It’s a question like where were you when JFK was shot, or Reagan was shot, or the Shuttle blew up, or the Twin Towers fell.

I think everyone knows who Stan Lee is right?

(Jeff Worman)

An American icon. An American hero. An American legend that made legends. Graphic novels before there were graphic novels: Stan Lee.

Where were you when you first learned Stan Lee gave us Marvel Comics: Spiderman, the Fantastic Four, Ironman, the Avengers, the Silver Surfer and countless others? That is probably a more introspective, a more personal question.

Even if you never collected comics starting as a kid.

Maybe you started seeing them in the movies.

Super heroes.

Then where were you when he left?

Super heroes.

We all need them, maybe now more than ever.

They’re around. They’re all around.

It’s fitting that Stan Lee would pass away on a day when we observe our real-life super heroes, those living and those that have passed on before us: our veterans that fought on our behalf and still fight.

Veterans Day.

President Trump and his wayward umbrella on Air Force 1 (YouTube)

And how odd it seems that I found out about Stan Lee when our Commander in Chief, wouldn’t go out of his way to honor those who fought what was to be the “war to end all wars” just outside Paris – because it was raining.

Raining.

The French were making fun of him and that was the lead story in Britain’s Guardian. Read online. Peppered with pictures of Obama donning an umbrella speaking another time, and other world leaders getting wet during other engagements. Our current, struggling to get his umbrella, having it upside down, and still open in, the doorway of Air Force One. Certainly, he can’t be concerned about having a bad hair day.

The other lead story: Stan Lee Dies at age 95.

My first thought was I didn’t know he was that old.
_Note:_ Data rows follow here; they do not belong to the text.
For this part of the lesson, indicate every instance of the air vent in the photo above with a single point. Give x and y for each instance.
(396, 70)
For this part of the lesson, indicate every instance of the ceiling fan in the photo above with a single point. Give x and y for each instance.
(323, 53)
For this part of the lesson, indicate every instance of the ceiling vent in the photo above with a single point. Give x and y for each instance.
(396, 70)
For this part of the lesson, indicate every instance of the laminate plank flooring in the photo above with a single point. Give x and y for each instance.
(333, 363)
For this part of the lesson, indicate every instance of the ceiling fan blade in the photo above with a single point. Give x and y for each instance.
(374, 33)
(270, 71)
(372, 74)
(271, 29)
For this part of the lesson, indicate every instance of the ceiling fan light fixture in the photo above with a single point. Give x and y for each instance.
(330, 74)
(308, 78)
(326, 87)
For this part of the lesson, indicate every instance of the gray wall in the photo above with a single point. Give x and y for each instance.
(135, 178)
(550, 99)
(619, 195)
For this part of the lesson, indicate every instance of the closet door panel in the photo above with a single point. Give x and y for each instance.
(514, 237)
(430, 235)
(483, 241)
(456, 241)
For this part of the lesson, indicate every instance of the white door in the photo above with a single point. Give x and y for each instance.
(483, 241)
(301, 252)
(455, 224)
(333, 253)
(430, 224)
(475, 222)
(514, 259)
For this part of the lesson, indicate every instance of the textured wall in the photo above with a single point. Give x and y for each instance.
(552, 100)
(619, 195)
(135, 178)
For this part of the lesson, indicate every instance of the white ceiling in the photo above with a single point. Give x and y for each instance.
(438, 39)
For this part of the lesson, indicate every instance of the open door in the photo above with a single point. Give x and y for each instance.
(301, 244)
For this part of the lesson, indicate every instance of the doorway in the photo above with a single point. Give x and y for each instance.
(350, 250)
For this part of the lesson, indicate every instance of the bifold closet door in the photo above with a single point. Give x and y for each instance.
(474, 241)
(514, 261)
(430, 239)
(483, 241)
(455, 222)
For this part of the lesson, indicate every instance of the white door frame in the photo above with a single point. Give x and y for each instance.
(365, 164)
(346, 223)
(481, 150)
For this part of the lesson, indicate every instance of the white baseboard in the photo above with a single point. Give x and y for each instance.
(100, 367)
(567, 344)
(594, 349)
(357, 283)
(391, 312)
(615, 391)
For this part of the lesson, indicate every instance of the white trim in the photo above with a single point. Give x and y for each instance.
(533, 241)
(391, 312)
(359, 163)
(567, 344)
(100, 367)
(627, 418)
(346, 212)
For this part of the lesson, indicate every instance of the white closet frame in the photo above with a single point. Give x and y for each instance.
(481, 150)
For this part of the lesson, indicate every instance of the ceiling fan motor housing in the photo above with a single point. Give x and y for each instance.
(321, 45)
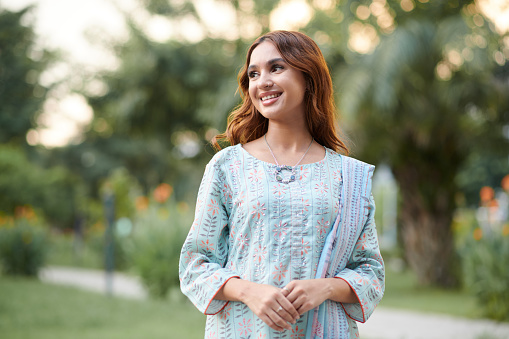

He had such joie de vie. We see him showing up in his own Marvel movies, doing a quick cameo, while the audience cheers, and wait until all the credits roll to see if he planted a surprise. Much more lighthearted than the cameos with old Alfred Hitchcock, Quentin Tarantino or the news of the day.

The news so inhuman.

Stan Lee gave the superheroes a modicum of humanity that seemed to make them more genuine, more believable and more like ourselves.

An idiosyncratic adolescent teen bit by a spider (they’re all radioactive, now aren’t they?) now web slinging his way saving humanity; a college student for his dissertation builds a rocket ship to the moon, brings his school mates and his girlfriend along for the ride and they encounter radiation that gives them super powers and they too decide to make positive use of them. One didn’t turn out so well, but he is loved, at times cowering in shame, but still part of the team. The quirky billionaire that heads a defense conglomerate that builds himself a suit; it is armament and weapon itself, so that he too can save the day.

And so many others. Believable? You don’t have to, but we have come to believe in them. So many movies, so many heroes for those that haven’t read the comics and those that have.

Heroes.

We need this.

The hero: outside the fold, descends even further, is actualized, returns and takes care of business. The quintessential journey that all of us make whether we can fly, walk through walls, turn invisible or not.

Each one of us, we all have our own gifts and we can choose to be good or we can choose to be a vial self-serving super villain: spreading discord and disdain, with a cloud hanging over us, where ever it is, we go.

Raining.

Stan Lee from his facebook page

Stan Lee took us away into a universe where everything always works out. Conflicts are resolved not by looking down the barrel of a gun, or in a courtroom, (but not exactly peacefully either, as this is still America) – instead by slamming someone through a wall, then a fissure slicing into another dimension, bending the laws of physics, tweaking the dynamics of time and space.

And everyone is good looking, has good teeth, is built well and commands awesome hair.

Stan Lee, like all super heroes never really dies.

Thanks for the journey. Thanks for the legends.